In short, client calls are always in order but retries may be out of order.
@szetszwo The error seems caused by repeating resets on the slidingWindow, could you help to check?
The error seems caused by repeating resets on the slidingWindow, ...
Where is the code?
repeating reset.
https://github.com/apache/ratis/blob/cedcd2ad4cd2da13230aaa0d15678e5aee9b0729/ratis-client/src/main/java/org/apache/ratis/client/impl/OrderedAsync.java#L257C61-L257C61
Steps:
- Client send 100 async requests to server, here firstReplied is true
- Leader changed, 100 requests replied with exceptions, trying to reset the slidingWindow.
- Say the requests id are [100, 199], client receives "id100" and and reset the slidingWindow, firstReplied changed to false.

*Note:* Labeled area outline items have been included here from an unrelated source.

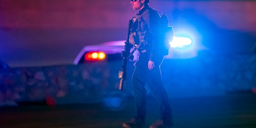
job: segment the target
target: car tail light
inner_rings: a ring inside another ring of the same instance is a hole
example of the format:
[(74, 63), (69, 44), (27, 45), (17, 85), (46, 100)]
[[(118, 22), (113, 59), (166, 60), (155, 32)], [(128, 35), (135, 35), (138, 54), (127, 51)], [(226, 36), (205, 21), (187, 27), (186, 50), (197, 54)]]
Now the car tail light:
[(103, 60), (105, 58), (106, 54), (102, 52), (88, 52), (84, 56), (85, 60)]

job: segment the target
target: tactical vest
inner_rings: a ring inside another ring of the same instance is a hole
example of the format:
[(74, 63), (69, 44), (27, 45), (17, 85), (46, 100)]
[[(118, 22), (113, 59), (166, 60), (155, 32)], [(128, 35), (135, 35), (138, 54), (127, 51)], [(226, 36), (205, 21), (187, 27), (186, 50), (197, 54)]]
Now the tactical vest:
[(143, 19), (148, 12), (148, 9), (146, 9), (140, 15), (136, 14), (132, 19), (132, 24), (129, 42), (141, 53), (146, 52), (146, 49), (150, 49), (149, 45), (152, 44), (152, 40), (148, 25)]

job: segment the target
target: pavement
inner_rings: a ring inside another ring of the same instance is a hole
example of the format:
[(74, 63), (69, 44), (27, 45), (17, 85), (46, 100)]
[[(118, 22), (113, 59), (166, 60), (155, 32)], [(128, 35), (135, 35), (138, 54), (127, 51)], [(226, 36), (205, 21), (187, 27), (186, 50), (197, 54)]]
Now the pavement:
[[(256, 94), (170, 98), (173, 128), (256, 128)], [(122, 128), (135, 114), (132, 97), (122, 109), (98, 104), (0, 108), (0, 128)], [(159, 118), (154, 97), (148, 98), (145, 128)]]

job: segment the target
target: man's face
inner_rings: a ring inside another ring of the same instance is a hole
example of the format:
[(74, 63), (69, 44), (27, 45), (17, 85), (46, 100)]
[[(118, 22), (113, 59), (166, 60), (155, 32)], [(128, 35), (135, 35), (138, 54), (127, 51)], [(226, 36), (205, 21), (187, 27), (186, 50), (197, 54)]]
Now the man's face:
[(144, 2), (145, 0), (132, 0), (130, 3), (134, 10), (139, 10), (144, 7)]

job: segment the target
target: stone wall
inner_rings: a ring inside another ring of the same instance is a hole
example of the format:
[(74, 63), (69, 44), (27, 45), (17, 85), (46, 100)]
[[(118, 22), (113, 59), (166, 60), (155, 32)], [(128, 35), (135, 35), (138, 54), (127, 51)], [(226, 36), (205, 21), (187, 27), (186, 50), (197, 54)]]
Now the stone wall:
[[(164, 60), (162, 79), (170, 97), (216, 96), (255, 89), (256, 54), (203, 54), (190, 59)], [(128, 63), (127, 80), (122, 92), (117, 78), (120, 61), (2, 68), (0, 106), (26, 102), (51, 105), (99, 102), (113, 93), (132, 96), (133, 63)]]

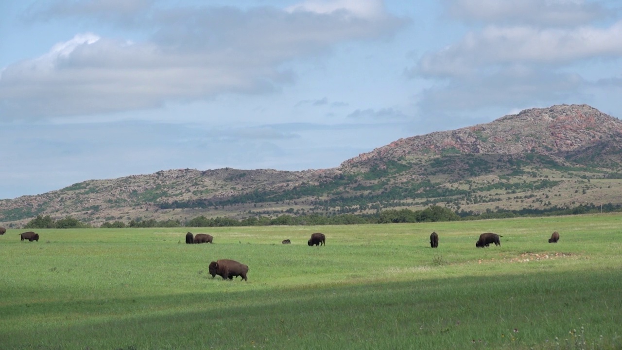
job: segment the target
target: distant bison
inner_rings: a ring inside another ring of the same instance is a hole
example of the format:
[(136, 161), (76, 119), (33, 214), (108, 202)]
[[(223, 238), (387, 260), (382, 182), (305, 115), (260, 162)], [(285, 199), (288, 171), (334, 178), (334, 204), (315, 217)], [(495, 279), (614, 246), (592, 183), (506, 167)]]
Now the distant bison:
[(494, 245), (501, 245), (501, 242), (499, 241), (499, 237), (502, 237), (496, 234), (487, 232), (480, 235), (480, 239), (475, 242), (475, 247), (483, 248), (490, 245), (491, 243), (494, 243)]
[(212, 278), (218, 275), (223, 280), (227, 278), (233, 280), (233, 277), (239, 276), (244, 281), (248, 280), (248, 278), (246, 278), (248, 267), (235, 260), (220, 259), (218, 261), (211, 262), (208, 268), (210, 270), (210, 275), (211, 275)]
[(557, 243), (559, 240), (559, 234), (557, 231), (553, 232), (553, 234), (550, 235), (550, 238), (549, 239), (549, 243)]
[[(187, 238), (188, 235), (186, 235)], [(210, 235), (205, 234), (197, 234), (195, 236), (194, 242), (195, 243), (212, 243), (212, 240), (214, 237), (211, 237)]]
[(33, 240), (36, 240), (37, 242), (39, 242), (39, 234), (35, 234), (32, 231), (24, 232), (23, 234), (20, 234), (19, 235), (21, 236), (22, 237), (22, 239), (20, 240), (20, 242), (24, 242), (24, 240), (25, 239), (27, 239), (30, 242), (32, 242)]
[(316, 232), (311, 235), (311, 238), (307, 243), (309, 245), (309, 247), (312, 247), (315, 245), (317, 245), (318, 247), (324, 245), (326, 244), (326, 236), (324, 235), (324, 234)]
[(186, 234), (186, 244), (192, 244), (194, 243), (194, 237), (192, 236), (192, 232), (188, 232)]
[(436, 232), (430, 234), (430, 245), (432, 248), (439, 247), (439, 235)]

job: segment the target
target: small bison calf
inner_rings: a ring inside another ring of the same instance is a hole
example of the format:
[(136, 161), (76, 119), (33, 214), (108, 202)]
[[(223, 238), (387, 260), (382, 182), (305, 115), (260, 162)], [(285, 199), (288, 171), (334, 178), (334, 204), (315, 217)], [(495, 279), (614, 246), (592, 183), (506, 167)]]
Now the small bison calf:
[(439, 247), (439, 235), (436, 232), (432, 232), (430, 234), (430, 245), (432, 248)]
[(318, 247), (324, 245), (326, 244), (326, 236), (324, 235), (324, 234), (315, 232), (315, 234), (311, 235), (311, 238), (309, 239), (307, 244), (309, 247), (312, 247), (316, 245)]
[(550, 238), (549, 239), (549, 243), (557, 243), (559, 240), (559, 234), (557, 231), (553, 232), (553, 234), (550, 235)]
[(20, 234), (19, 235), (21, 236), (22, 238), (22, 239), (20, 240), (20, 242), (23, 242), (25, 239), (27, 239), (30, 242), (32, 242), (33, 240), (39, 242), (39, 234), (35, 234), (32, 231), (24, 232), (23, 234)]
[(490, 245), (491, 243), (494, 243), (494, 245), (500, 246), (501, 245), (501, 242), (499, 240), (499, 237), (502, 237), (503, 236), (500, 236), (492, 232), (481, 234), (480, 235), (480, 239), (475, 242), (475, 247), (478, 248), (483, 248), (485, 247), (488, 247)]

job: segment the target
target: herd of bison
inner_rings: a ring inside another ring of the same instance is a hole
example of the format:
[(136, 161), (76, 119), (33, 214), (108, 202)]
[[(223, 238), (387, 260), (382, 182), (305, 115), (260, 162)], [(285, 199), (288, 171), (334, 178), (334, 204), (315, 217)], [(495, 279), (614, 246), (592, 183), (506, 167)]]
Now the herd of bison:
[[(0, 235), (4, 235), (6, 233), (6, 229), (0, 227)], [(32, 242), (33, 240), (39, 242), (39, 234), (35, 234), (32, 231), (19, 234), (19, 235), (22, 241), (27, 239), (30, 242)], [(475, 242), (475, 247), (477, 248), (485, 248), (490, 246), (491, 243), (494, 244), (494, 245), (500, 246), (501, 243), (499, 240), (499, 237), (503, 237), (492, 232), (481, 234), (480, 235), (480, 239), (477, 240), (477, 242)], [(186, 243), (188, 244), (213, 243), (213, 240), (214, 237), (211, 235), (207, 234), (197, 234), (195, 235), (193, 235), (191, 232), (186, 234)], [(553, 232), (550, 238), (549, 239), (549, 243), (557, 243), (558, 240), (559, 240), (559, 234), (555, 231)], [(285, 239), (281, 243), (283, 244), (290, 244), (292, 242), (289, 239)], [(316, 232), (311, 235), (311, 238), (309, 239), (307, 244), (309, 247), (324, 245), (326, 244), (326, 236), (324, 234)], [(430, 234), (430, 245), (432, 248), (437, 248), (439, 247), (439, 235), (436, 232), (432, 232)], [(210, 275), (211, 275), (212, 278), (218, 275), (222, 277), (223, 280), (226, 280), (227, 278), (233, 280), (234, 277), (239, 276), (242, 280), (244, 281), (248, 280), (246, 278), (246, 273), (248, 273), (248, 266), (235, 260), (220, 259), (215, 262), (211, 262), (210, 263), (208, 268), (210, 270)]]

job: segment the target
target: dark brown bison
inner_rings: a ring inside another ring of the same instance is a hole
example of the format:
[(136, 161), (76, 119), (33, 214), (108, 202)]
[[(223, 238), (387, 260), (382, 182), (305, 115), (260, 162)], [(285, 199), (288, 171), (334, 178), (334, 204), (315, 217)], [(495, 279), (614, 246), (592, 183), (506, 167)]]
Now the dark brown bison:
[(19, 235), (22, 237), (22, 239), (20, 240), (20, 242), (23, 242), (25, 239), (27, 239), (30, 242), (32, 242), (33, 240), (39, 242), (39, 234), (35, 234), (32, 231), (24, 232), (23, 234), (20, 234)]
[(439, 235), (436, 232), (432, 232), (430, 234), (430, 245), (432, 248), (439, 247)]
[(316, 232), (311, 235), (311, 238), (307, 243), (309, 245), (309, 247), (313, 247), (316, 244), (318, 247), (324, 245), (326, 244), (326, 236), (324, 235), (324, 234)]
[(550, 235), (550, 238), (549, 239), (549, 243), (557, 243), (559, 240), (559, 234), (557, 231), (553, 232), (553, 234)]
[(194, 237), (192, 235), (192, 232), (188, 232), (186, 234), (186, 244), (192, 244), (194, 243)]
[(195, 235), (195, 243), (212, 243), (214, 237), (206, 234), (197, 234)]
[(208, 267), (210, 275), (213, 278), (216, 275), (220, 276), (223, 280), (229, 278), (233, 280), (233, 277), (239, 276), (244, 281), (248, 281), (246, 273), (248, 273), (248, 267), (240, 263), (235, 260), (229, 259), (220, 259), (220, 260), (211, 262)]
[(494, 243), (494, 245), (501, 245), (501, 242), (499, 241), (499, 237), (502, 237), (503, 236), (500, 236), (496, 234), (493, 234), (491, 232), (481, 234), (480, 235), (480, 239), (475, 242), (475, 247), (478, 248), (483, 248), (485, 247), (488, 247), (490, 245), (491, 243)]

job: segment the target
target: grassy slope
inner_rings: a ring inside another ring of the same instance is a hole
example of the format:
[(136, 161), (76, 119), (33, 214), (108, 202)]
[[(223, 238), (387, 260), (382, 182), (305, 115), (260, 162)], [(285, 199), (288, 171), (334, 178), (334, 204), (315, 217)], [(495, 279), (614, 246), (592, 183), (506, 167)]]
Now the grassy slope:
[[(588, 348), (619, 347), (621, 223), (604, 215), (197, 229), (215, 243), (192, 245), (182, 229), (40, 230), (32, 243), (9, 230), (0, 236), (0, 344), (549, 349), (555, 336), (562, 348), (580, 339), (582, 326)], [(560, 242), (549, 244), (554, 230)], [(307, 247), (317, 231), (327, 245)], [(502, 246), (475, 248), (488, 231)], [(248, 282), (211, 278), (209, 262), (226, 258), (249, 266)]]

- Client retry on "id100" and receives the reply, so set firstReplied to true.
- Client then receives other requests' exception reply from Step2, then reset the slidingWindow again, but the connection is ok now, no need to reset again.
@szetszwo
The failAllAsyncRequests may fail with a different exception (AlreadyClosedException may work, or we should add a new AlreadyFailedException). For that exception, do not resetSlidingWindow.
@szetszwo I think failAllAsyncRequests is not invoked here, the slidingWindow is reset, then CompletionException(e) is thrown and failAllAsyncRequests is skipped. (Correct me if I'm wrong.)